Acoustic diversity degree calculation means for calculating an acoustic diversity degree that indicates the degree of variation regarding the type of sound included in the audio signal based on an audio signal representing an audio;
Identification from the audio signal based on the degree of difference between the acoustic diversity of the audio signal and the acoustic diversity calculated from other audio signals used for learning a speaker model for recognizing specific attribute information Acoustic reliability calculation means for calculating an acoustic reliability that represents the degree to which the audio signal is suitable for recognizing the attribute information of
And an attribute recognition unit that recognizes specific attribute information from the voice signal;
The voice processing apparatus according to claim 1, wherein the attribute recognition unit starts attribute recognition processing when the acoustic reliability of the voice signal satisfies a predetermined condition.

Based on an audio signal representing an audio, an acoustic diversity representing the degree of variation regarding the type of sound included in the audio signal is calculated;
Based on the difference between the acoustic diversity of the voice signal and the acoustic diversity calculated from other voice signals used for learning a speaker model for recognizing specific attribute information , A voice processing method, comprising: calculating an acoustic reliability indicating a degree to which the voice signal is suitable as a target for recognizing attribute information.

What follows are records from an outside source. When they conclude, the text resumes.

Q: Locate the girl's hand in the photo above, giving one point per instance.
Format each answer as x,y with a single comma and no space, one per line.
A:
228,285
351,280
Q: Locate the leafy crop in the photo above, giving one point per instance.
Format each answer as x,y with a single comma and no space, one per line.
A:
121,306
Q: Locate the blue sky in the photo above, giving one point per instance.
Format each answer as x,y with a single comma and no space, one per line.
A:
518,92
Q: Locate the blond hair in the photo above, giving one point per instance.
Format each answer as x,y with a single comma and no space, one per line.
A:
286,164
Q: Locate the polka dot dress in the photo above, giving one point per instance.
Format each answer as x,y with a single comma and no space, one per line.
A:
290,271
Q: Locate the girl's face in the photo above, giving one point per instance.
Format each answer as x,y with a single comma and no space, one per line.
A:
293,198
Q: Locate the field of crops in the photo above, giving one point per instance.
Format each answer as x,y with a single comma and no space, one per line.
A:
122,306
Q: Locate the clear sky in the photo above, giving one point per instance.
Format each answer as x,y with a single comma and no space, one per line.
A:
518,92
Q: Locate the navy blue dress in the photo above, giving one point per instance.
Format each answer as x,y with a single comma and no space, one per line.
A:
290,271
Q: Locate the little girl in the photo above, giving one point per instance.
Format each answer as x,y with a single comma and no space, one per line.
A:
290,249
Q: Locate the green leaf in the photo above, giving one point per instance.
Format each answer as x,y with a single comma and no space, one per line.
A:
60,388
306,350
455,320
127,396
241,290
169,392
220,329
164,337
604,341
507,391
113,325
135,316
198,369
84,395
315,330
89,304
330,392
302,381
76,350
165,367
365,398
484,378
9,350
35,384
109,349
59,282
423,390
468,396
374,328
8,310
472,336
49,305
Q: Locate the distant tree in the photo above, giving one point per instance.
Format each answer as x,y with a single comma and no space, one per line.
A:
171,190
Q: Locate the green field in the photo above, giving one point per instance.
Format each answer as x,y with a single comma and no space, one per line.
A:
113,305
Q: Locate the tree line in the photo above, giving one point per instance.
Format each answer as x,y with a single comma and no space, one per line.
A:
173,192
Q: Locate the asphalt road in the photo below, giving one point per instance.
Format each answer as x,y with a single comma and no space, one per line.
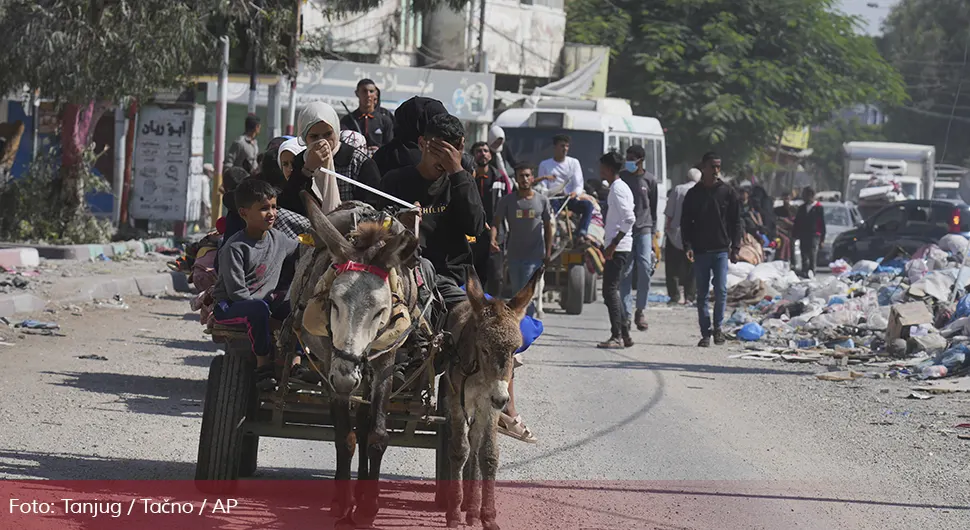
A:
661,435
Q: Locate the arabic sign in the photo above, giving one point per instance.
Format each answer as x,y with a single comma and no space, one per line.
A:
168,163
469,96
796,138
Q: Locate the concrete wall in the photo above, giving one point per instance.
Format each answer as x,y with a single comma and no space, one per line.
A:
390,31
520,39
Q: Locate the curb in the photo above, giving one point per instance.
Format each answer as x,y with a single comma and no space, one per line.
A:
139,247
148,285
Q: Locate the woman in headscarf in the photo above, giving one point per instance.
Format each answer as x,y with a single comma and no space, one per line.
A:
410,120
288,151
320,133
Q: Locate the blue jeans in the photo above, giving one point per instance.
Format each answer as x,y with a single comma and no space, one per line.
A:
642,266
583,208
706,266
520,271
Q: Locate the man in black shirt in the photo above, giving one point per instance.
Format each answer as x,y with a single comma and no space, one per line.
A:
451,208
492,186
711,226
370,119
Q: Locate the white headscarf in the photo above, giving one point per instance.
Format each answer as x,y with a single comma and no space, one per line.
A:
495,133
324,184
353,139
292,145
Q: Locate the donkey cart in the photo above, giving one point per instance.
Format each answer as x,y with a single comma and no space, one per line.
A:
568,273
235,414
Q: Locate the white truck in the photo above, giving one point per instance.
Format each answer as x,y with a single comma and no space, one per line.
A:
907,171
948,180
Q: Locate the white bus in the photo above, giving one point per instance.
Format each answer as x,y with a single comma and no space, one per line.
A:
595,127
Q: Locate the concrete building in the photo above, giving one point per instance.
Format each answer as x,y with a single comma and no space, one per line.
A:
388,35
522,40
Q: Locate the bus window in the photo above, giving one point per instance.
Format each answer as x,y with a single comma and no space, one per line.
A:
650,159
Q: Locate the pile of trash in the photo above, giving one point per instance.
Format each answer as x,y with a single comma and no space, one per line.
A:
909,315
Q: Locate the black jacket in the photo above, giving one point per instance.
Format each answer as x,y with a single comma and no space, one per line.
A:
810,224
711,219
451,209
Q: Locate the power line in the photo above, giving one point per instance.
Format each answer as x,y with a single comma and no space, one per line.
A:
946,141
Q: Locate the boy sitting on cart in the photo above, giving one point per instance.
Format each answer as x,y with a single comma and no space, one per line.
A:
255,267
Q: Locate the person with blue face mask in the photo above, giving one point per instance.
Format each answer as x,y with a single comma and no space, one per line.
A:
644,187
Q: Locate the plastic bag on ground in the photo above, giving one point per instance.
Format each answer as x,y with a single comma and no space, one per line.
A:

Acoustic diversity calculation processing for calculating acoustic diversity representing the degree of variation regarding the type of sound included in the audio signal based on an audio signal representing audio;
Based on the difference between the acoustic diversity of the voice signal and the acoustic diversity calculated from other voice signals used for learning a speaker model for recognizing specific attribute information , A program for causing a computer to execute sound reliability calculation processing for calculating sound reliability indicating the degree to which the audio signal is suitable for recognizing attribute information.